Sajith Rajamani1, Ashok Kumar Reddy1, Nitin Jain1, Rajdeep Das1, Rajagopalan Sundaresan1, Jeremy Heinlein2, Harsh Kumar Agarwal1, Arnaud Guidon2, Sudhir Ramanna1, and Ramesh Venkatesan1
1GE Healthcare, Bangalore, India, 2GE Healthcare, Milwauke, WI, United States
Synopsis
DWI is an important sequence for
the diagnosis of liver lesions and to monitor the treatment response in
patients undergoing therapies for hepatic malignancies [1]. But it is difficult
to place the anterior abdomen coil for obese patients in non-wide bore MRI
systems because of a potential chance of pinching the coil between patient and
the bore. This is a limiting factor for the adoption of liver DWI MRI in
clinical practice [2]. As a solution, we are proposing Dual Shots DWI with
under-sampling across shots using volume coil located inside the magnet.
Purpose
Acquisition of abdomen mri protocol including DWI in a non-wide bore scanner using volume coil located inside the magnet bore without blurring and distortion in obese patients for whom positioning of dedicated anterior array abdomen coil is not possible because of very less space between the patient’s abdomen region and bore.Introduction
Diffusion weighted imaging is an
increasingly used and proven technique in diagnosis and characterization of
liver lesions [3]. Current clinical DWI protocol utilizes single shot spin-echo
based echo planar imaging with ASSET (GE)/ GRAPPA (Siemens)/ SENSE (Philips) or multi shot DWI with sensitivity-encoding using dedicated multichannel receiver coil positioned over the anterior aspect
of the patient to reduce blurring and distortion [4,5].
According to WHO, it is estimated
that more than 1 billion people worldwide are obese.

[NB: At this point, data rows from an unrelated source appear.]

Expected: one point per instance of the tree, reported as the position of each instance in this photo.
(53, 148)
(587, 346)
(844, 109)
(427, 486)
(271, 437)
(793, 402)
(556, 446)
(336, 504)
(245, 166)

In a non-wide bore MRI
scanner, it is difficult to position an obese patient with a dedicated
multichannel anterior array coil. Such patients are referred to centers having
a wide bore MRI. In this abstract, we propose the use of single channel volume
coil located inside the magnet bore instead of dedicated multi-channel abdomen
anterior array coil. Major challenge in using single channel volume coil is the
incompatibility of conventional parallel imaging methods because,
it needs sensitivity information from individual coil elements of a
multi-channel receiver coil to correct the phase information and estimation of
missing k-space lines [6]. DWI is susceptible to distortion and blurring if
parallel imaging under sampling is not used [7]. whereas other sequences don’t result
in these artifacts with full K-Space sampling (Figure1). To mitigate these
artifacts, we have proposed Dual Shot DWI with peripheral sub-sampling of
k-space across shots to reduce the echo-spacing between the phase encoding
lines.Materials & Methods
A healthy volunteer scan was
performed after obtaining informed consent approved by IRB on a 60cm bore 1.5T
GE Signa HDXT scanner. An abdomen protocol was scanned using volume coil.
Sequences used were, Axial T2 weighted image with fat sat, axial 2D Fiesta, 3D
LAVA, single shot DWI and Dual shot DWI with sub-sampling across shots. The Dual
Shot DWI Parameters are b values b0, b50 and b-500, field of View: 36cm TR/TE:
2000ms/59ms, No. of shots:2 breath hold duration: 18 seconds. Number of averages
1 for b0 and 2 for b0 and b500. ADC processing was done on an AW workstation
using Ready view application.
Data sampling and
reconstruction of Dual shot DWI: the central portion of k-space is
fully sampled which we call as ‘Cal data’. Peripheral part is sub-sampled across
both shots to decrease the echo spacing between phase encoding lines to reduce
blurring due to T2* decay. The Cal data from each shot is used to correct for
the phase difference across the shots which are sub sampled (Figure2).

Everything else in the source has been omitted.